En su interrogatorio, el árabe había mencionado el síndrome E. «¿Qué sabes del síndrome E?», le preguntó. ¿Qué se ocultaba tras aquel término bárbaro? ¿Y qué temían que se descubriera los hombres ocultos tras aquella historia?
Con un suspiro, Sharko se palpó los brazos y las mejillas. Estaba allí, y vivo. Sí, su cerebro patinaba, pero su carcasa aún tenía aceite en el motor. Y, a pesar de los pequeños michelines que se habían acomodado en su cintura y de sus huesos que a menudo se quejaban, estaba orgulloso de aquel cuerpo que nunca le había abandonado.
Hoy, había vuelto a convertirse en policía de calle.
Un fuera de la ley.
Los asesinos de Claude Poignet no habían podido escapar al principio de Locard, que dice: «No se puede ir y venir de un lugar, entrar y salir de una habitación sin llevar y depositar algo de uno mismo, sin llevarse o coger algo que antes estuvo en el lugar o la habitación». Nadie es infalible o invisible, ni siquiera el cabrón más redomado. En el cuarto oscuro, los técnicos de la policía científica hallaron un minúsculo pelo de pestaña rubio, así como restos de sudor alrededor del visor de una de las cámaras de dieciséis milímetros, utilizada para filmar el asesinato. Incluso una vez evaporado, el sudor había dejado células de piel descamada, descubiertas con el CrimeScoope, que permitirían llevar a cabo un análisis de ADN. Había pocas posibilidades de que el nombre del asesino se pudiera descubrir en el FNAEG [5]pero, por lo menos, contarían con un perfil genético que permitiría una comparación en caso de una futura detención.
El siguiente paso era detener e interrogar.
SRPJ de Lille.
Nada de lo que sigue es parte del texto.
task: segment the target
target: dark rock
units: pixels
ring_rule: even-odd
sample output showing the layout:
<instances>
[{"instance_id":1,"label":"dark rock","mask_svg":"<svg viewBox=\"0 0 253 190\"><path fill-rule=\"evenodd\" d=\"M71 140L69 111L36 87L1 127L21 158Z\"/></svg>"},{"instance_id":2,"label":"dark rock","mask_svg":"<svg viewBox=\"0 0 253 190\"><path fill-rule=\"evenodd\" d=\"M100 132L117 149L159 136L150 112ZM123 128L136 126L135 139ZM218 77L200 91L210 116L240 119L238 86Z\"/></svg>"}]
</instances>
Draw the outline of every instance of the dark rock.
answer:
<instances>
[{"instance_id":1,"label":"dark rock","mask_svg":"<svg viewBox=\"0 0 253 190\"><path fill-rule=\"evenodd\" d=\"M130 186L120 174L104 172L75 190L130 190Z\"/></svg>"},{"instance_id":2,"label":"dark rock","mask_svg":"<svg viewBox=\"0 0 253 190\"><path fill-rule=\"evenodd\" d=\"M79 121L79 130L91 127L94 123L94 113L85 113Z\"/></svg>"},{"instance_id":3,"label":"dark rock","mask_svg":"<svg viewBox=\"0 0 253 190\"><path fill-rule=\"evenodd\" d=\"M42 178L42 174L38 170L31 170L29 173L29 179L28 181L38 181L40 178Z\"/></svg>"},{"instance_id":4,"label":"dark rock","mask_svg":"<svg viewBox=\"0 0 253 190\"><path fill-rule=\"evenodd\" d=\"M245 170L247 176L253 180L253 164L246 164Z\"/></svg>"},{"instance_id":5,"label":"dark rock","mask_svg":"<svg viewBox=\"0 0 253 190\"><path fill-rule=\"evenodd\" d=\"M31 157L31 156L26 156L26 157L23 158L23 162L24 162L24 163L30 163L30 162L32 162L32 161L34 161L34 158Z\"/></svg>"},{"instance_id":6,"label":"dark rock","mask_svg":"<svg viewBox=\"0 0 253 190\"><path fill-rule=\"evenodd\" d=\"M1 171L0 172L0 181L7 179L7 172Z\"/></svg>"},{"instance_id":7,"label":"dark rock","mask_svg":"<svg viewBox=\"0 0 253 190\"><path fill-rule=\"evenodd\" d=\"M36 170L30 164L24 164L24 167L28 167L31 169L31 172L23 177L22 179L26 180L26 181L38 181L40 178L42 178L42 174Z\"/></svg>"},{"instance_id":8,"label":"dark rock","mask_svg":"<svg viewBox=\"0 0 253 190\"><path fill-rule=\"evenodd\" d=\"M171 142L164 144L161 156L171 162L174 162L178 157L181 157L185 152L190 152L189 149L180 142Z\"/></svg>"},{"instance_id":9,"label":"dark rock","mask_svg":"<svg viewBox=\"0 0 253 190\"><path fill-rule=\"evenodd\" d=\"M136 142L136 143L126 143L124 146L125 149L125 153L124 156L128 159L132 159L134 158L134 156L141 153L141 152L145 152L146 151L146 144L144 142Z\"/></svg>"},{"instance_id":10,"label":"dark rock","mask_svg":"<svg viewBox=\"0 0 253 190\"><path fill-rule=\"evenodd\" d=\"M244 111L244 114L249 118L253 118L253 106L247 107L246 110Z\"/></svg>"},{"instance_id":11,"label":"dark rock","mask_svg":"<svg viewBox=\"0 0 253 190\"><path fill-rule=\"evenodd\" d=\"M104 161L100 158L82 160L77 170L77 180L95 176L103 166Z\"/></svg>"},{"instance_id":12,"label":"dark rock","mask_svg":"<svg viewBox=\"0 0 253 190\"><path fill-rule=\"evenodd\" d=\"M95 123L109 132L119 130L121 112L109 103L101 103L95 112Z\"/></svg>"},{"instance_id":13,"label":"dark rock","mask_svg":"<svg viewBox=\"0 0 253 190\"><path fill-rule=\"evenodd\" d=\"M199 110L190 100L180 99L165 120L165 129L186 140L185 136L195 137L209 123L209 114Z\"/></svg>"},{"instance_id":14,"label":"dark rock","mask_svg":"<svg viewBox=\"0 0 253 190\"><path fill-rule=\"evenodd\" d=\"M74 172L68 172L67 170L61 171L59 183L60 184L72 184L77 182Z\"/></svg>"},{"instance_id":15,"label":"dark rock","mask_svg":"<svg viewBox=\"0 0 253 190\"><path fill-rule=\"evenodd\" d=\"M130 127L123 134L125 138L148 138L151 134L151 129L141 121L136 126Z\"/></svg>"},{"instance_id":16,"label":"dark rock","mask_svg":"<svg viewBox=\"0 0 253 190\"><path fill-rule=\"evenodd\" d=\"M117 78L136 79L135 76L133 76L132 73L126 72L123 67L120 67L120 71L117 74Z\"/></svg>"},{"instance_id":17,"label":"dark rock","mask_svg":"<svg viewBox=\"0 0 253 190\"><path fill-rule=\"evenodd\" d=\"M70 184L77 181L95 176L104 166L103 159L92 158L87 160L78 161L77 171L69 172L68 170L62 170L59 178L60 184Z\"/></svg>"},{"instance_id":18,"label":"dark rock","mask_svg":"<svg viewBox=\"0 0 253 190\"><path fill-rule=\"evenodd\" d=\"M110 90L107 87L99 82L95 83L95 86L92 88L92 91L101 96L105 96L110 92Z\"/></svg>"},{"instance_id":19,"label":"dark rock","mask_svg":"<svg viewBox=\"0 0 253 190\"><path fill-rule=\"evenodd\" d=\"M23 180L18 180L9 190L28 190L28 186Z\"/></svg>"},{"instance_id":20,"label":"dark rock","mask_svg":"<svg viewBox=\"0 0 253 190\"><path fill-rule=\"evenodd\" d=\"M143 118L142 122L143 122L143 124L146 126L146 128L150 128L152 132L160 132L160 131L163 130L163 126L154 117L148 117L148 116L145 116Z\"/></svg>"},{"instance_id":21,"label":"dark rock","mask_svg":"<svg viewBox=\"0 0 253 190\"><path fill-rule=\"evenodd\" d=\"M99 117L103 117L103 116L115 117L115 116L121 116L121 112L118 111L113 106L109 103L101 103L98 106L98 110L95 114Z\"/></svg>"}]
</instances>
Con los ojos pesados, Lucie bebía su tercer café de la mañana, solo y sin azúcar, sentada a una mesa alrededor de la cual se habían reunido los principales investigadores implicados en el caso sabiamente denominado «Bobina mortal». El film acababa de ser proyectado en sus dos versiones. Primero la versión «oficial» y, a continuación, la versión «Niñas y conejos». Siguió la sesión de clichés de las imágenes subliminales evidentes: la mujer desnuda y luego mutilada, con aquel gran ojo negro en el vientre.